The senator came in what seemed like hours later. He stood looking at me thoughtfully, like a wise man who knew much more than I did. In fact, he reminded me of one of my old professors.

He sat down on the mat beside me. I fought the urge to slide away from him. “The good thing about slake is you don’t normally remember what you did while under its spell,” he said. “Well, that can be a good thing, or a bad thing. We’ve given you something to accelerate your recovery, if you haven’t noticed already.” He looked at me, a concerned look in his gray eyes. “Stace probably shouldn’t have brought you to town in the first place. I should have been more firm with her in that regard; she didn’t give slake to you, but her friends did. You could have said you were a slave under its influence, which no one outside the villa can know.

“It’s not your fault, or you would be punished. Suffice it to say that you won’t be seeing Stace for a little while.”

“What do you mean?”

“As Anastasia’s punishment, I won’t be letting her see you. Probably just for a few days, but if she doesn’t learn her lesson….”

He turned to the door. “Oh, and Devlin, I’d like to see you later, in my office.” He left.

Later that day, about noon, he summoned me to his office. I entered the foyer, light filtering in from the high ceiling. A blonde young woman, his attendant or slave I didn’t know, ushered me inside.

He stood beside the window, looking out onto the grounds. A wallaroo was grazing just outside of it, oblivious to him. Beside it, two smaller wallaroos hopped.

“See,” he said, pointing at them. “The joeys are just starting to emerge from the pouch.”

They had bright large eyes and flat noses and made little hops as they nibbled grass beside their mother. “They’re mostly kangaroo and wallaby, but they’ve also got dingo for speed, platypus for eggs and venom, and koala, for the fur. Very good hunting. They are a specialty of mine.”
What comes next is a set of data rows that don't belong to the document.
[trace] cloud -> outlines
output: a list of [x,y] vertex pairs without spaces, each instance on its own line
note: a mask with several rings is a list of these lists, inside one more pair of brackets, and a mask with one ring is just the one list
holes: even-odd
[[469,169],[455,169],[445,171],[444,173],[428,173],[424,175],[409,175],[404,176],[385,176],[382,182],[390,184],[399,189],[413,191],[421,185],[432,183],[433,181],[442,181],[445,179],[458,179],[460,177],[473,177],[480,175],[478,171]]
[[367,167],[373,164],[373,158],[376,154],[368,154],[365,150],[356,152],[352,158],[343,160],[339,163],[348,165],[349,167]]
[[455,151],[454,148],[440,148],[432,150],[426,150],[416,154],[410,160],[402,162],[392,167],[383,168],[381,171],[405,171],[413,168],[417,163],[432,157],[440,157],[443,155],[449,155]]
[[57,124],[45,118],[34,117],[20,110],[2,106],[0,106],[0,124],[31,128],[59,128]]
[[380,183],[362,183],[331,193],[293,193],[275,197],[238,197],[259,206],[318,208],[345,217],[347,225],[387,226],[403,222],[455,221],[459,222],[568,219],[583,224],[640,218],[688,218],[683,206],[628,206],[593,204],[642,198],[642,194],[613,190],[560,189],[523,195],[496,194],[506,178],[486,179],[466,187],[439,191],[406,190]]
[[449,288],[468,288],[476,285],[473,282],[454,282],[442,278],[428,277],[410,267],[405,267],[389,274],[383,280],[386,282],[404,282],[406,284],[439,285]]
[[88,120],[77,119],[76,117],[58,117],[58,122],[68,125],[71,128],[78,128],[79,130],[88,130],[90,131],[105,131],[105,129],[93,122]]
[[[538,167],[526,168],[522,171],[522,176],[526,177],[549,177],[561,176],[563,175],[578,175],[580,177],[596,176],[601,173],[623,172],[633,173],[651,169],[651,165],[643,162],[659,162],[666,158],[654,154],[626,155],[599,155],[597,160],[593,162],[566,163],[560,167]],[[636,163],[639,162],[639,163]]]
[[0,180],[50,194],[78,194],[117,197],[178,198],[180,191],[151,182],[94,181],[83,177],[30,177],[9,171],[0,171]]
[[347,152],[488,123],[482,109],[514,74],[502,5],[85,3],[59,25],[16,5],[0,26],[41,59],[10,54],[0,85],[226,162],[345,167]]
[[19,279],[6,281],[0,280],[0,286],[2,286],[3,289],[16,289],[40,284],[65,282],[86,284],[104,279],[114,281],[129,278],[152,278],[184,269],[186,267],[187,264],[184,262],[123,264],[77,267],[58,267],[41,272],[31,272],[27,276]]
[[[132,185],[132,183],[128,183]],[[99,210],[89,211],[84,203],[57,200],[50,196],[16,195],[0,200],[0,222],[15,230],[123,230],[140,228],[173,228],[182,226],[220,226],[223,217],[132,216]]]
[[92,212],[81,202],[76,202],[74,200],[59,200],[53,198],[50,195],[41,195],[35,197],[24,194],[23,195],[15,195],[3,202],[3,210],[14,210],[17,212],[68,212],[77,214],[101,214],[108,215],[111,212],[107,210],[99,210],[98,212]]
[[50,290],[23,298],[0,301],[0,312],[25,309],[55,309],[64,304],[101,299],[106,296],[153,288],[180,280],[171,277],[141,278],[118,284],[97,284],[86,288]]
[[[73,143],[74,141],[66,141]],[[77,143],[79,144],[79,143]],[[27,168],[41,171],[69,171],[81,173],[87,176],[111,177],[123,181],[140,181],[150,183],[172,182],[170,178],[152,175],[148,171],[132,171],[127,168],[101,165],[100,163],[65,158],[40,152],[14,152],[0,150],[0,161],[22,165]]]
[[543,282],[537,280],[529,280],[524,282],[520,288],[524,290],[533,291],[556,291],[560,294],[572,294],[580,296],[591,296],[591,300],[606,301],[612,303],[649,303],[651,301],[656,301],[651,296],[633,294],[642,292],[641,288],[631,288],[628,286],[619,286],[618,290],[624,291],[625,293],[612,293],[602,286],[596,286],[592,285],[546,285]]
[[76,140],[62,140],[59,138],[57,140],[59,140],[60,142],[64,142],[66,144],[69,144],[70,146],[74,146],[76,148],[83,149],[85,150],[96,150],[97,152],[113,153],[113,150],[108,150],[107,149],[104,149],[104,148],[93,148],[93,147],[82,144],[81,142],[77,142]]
He gestured to a lounge chair beside his wide mahogany desk. “Sit, sit.” He sat in his chair, while I sat opposite him.

“So,” he said, “how do you like it here so far? I hope my daughter is treating you well.”

“She is. Except—”

“Last night? You did get a little wild, didn’t you?”

“Well, sir, I didn’t really ask to get slaked or laserfoamed.”
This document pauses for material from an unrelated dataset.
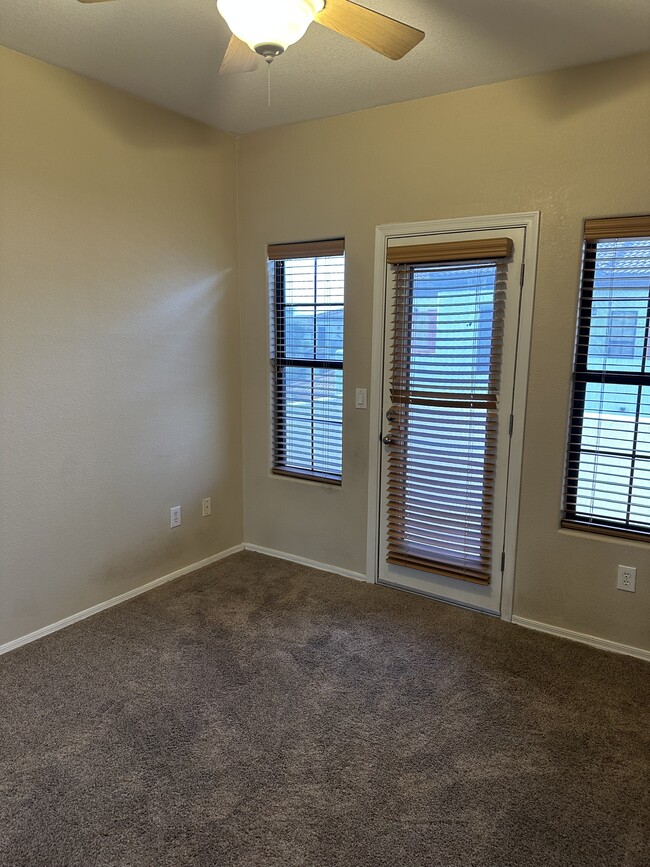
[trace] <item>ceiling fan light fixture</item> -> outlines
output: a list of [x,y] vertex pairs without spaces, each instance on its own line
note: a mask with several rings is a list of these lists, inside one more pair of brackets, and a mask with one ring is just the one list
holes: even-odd
[[274,47],[281,54],[297,42],[324,6],[324,0],[217,0],[234,35],[263,56]]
He gave an easy, rasping laugh. “True. I should have been clearer to her about what her limits were—although I do believe I was clear enough. Oh, well. Nothing came of it that we know of.”

“What would have happened?”

He sat back in his chair. “Well, as you know, few people know we have slaves. The townspeople, though they are under a nondisclosure agreement for the period of the zodium trial, are part of the general population and will eventually go back to it. We can’t have them knowing that there are slaves. If they did, well, we might have to quarantine them indefinitely. The trials would be ruined, for they would never be able to be made public.
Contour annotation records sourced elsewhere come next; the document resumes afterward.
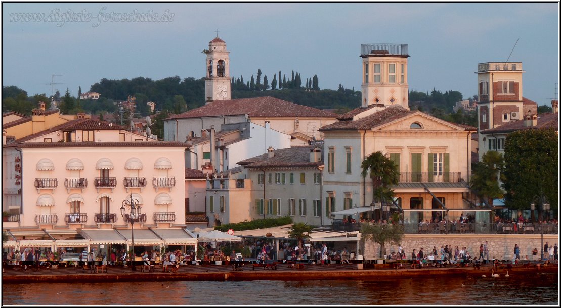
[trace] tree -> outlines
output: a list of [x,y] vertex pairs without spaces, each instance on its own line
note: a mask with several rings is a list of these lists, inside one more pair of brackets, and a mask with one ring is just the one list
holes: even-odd
[[273,76],[273,81],[271,81],[271,88],[277,90],[277,74]]
[[496,151],[489,151],[481,157],[481,161],[472,164],[471,179],[470,185],[479,198],[486,199],[487,203],[493,206],[493,200],[503,198],[504,193],[499,185],[499,180],[504,180],[504,158]]
[[298,240],[298,247],[301,249],[304,239],[310,238],[310,232],[314,228],[304,222],[295,222],[290,227],[290,231],[287,235],[292,239]]
[[[558,146],[553,128],[521,129],[507,136],[503,185],[507,206],[528,209],[534,196],[543,193],[551,209],[558,211]],[[541,212],[538,212],[538,220],[542,220]]]
[[[397,245],[404,237],[402,225],[398,223],[362,223],[360,226],[361,240],[372,241],[380,245],[380,257],[385,254],[385,243]],[[364,251],[364,250],[362,250]]]
[[389,158],[379,151],[366,156],[360,167],[362,178],[369,176],[372,180],[373,202],[383,202],[393,197],[389,186],[399,183],[399,171]]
“We are now accelerating our experiments. The next phase will occur in about a month. I have high hopes for it. So far, the townspeople have benefited immensely.”

“Like the little girl—Sari?”

“Ah, so you met her. It has helped others too. But if I’m right, and I usually am--” he smiled--“that will be nothing in comparison with what the mineral will accomplish in the future.”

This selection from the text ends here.